Faced with quarantine and other COVID-19 measures, only around 10,000 foreigners visited Thailand between October and December last year. The same period a year earlier saw more than 10 million foreign arrivals.
But Thai tourism and related industries are now threatened by talk of extending the quarantine period. The Centre for COVID-19 Situation Administration recently suggested that it may be necessary to impose a 21-day quarantine on passengers arriving from Africa, where a fast-spreading variant of the virus is responsible for most COVID-19 cases.
Dr. Nakorn Premsri, the director of the NVI, said that AstraZeneca was the one who told Thailand that it would be better to reserve vaccines from them because they will be manufactured in Thailand. Dr. Nakorn added that the decision to transfer technology was made well before Thailand decided to procure vaccines from AstraZeneca.
Thailand still has doubts
So far, Disease Control Department director-general Opart Karnkawinpong has rejected the idea of a COVID-19 vaccine passport, citing a lack of proof that inoculation completely prevents transmission of the disease.
Although millions of people around the world have already been inoculated, research on the effectiveness of the vaccines is still in its early stages.
Health issues aside, some critics say vaccine passports are a bad idea because they would deepen inequalities across the world, since people in many countries will have to wait years for their jabs.

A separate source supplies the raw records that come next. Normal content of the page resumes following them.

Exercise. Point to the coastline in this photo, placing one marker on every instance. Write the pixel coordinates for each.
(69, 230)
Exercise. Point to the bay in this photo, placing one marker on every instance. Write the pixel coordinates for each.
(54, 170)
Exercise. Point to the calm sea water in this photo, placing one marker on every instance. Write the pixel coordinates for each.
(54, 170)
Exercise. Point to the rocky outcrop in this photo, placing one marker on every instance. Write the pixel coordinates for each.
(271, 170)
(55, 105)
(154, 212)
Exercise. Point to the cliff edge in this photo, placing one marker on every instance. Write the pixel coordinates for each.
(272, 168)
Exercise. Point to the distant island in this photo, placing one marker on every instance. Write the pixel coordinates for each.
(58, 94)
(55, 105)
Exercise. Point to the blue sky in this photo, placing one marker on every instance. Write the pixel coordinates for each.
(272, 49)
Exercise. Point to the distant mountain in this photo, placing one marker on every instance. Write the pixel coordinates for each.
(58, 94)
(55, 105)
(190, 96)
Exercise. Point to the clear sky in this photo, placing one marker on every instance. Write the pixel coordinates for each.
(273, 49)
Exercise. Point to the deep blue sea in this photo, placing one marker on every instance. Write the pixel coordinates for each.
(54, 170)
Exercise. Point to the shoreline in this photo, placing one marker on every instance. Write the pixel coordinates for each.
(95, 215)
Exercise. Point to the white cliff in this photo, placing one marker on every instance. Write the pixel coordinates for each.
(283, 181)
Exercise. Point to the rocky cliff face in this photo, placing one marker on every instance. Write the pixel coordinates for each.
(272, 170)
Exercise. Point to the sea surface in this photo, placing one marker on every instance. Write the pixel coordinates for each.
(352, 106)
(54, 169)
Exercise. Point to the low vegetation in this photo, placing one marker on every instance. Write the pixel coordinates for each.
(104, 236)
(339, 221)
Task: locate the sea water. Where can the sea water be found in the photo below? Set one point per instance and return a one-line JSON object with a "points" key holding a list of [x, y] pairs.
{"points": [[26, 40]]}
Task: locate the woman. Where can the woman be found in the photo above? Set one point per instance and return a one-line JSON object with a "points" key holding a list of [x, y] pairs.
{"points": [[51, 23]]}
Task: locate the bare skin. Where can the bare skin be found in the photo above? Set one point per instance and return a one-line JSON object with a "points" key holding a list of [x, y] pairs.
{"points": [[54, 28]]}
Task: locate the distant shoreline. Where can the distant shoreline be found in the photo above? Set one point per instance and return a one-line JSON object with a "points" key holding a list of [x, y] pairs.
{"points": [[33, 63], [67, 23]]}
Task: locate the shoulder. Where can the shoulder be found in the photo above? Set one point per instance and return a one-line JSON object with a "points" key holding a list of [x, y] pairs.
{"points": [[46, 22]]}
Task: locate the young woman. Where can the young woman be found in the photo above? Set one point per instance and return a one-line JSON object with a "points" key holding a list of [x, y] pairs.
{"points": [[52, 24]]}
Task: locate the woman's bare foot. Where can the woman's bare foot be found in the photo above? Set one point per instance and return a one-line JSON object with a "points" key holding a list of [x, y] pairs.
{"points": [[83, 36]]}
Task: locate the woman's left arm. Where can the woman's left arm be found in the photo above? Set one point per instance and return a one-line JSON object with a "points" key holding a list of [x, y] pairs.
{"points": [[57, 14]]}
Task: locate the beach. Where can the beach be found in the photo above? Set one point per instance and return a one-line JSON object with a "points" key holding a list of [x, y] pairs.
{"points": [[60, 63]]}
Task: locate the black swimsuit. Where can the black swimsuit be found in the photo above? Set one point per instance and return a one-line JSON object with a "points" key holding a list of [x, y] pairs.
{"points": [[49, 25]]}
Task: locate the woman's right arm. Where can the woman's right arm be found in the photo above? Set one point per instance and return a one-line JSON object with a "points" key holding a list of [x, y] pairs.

So far, only about 100 million of the world’s 7.78 billion people have been vaccinated against COVID-19. In Thailand, no jabs have been offered yet. If a vaccine passport is required for entry to flights, hotels or big entertainment/sport events, millions of unvaccinated people would be left behind.
Others say that introducing vaccine passports risks exacerbating discrimination based on race, nationality, or wealth via access to smartphones. Privacy concerns have also been raised.
February 9, 2021 Thai health officials are not convinced about the “vaccine passport” idea, which would allow travellers, who have been vaccinated against COVID-19 to enter Thailand without the need to endure 14-days of quarantine.
Who has embraced vaccine passports?
Despite concerns, several countries are keen to adopt COVID-19 vaccine passports. Denmark is planning to introduce a coronavirus vaccination passport before the end of this month, while neighbouring Sweden has announced plans to follow suit.
For air travel, Qantas, Emirates and Etihad airlines will require vaccine passports soon, while UK-based Saga Cruises has made COVID-19 vaccination mandatory for anyone boarding its ships.
Greece, too, is now encouraging the European Union to push ahead on a common vaccination certificate as part of a fast-track lane for travellers.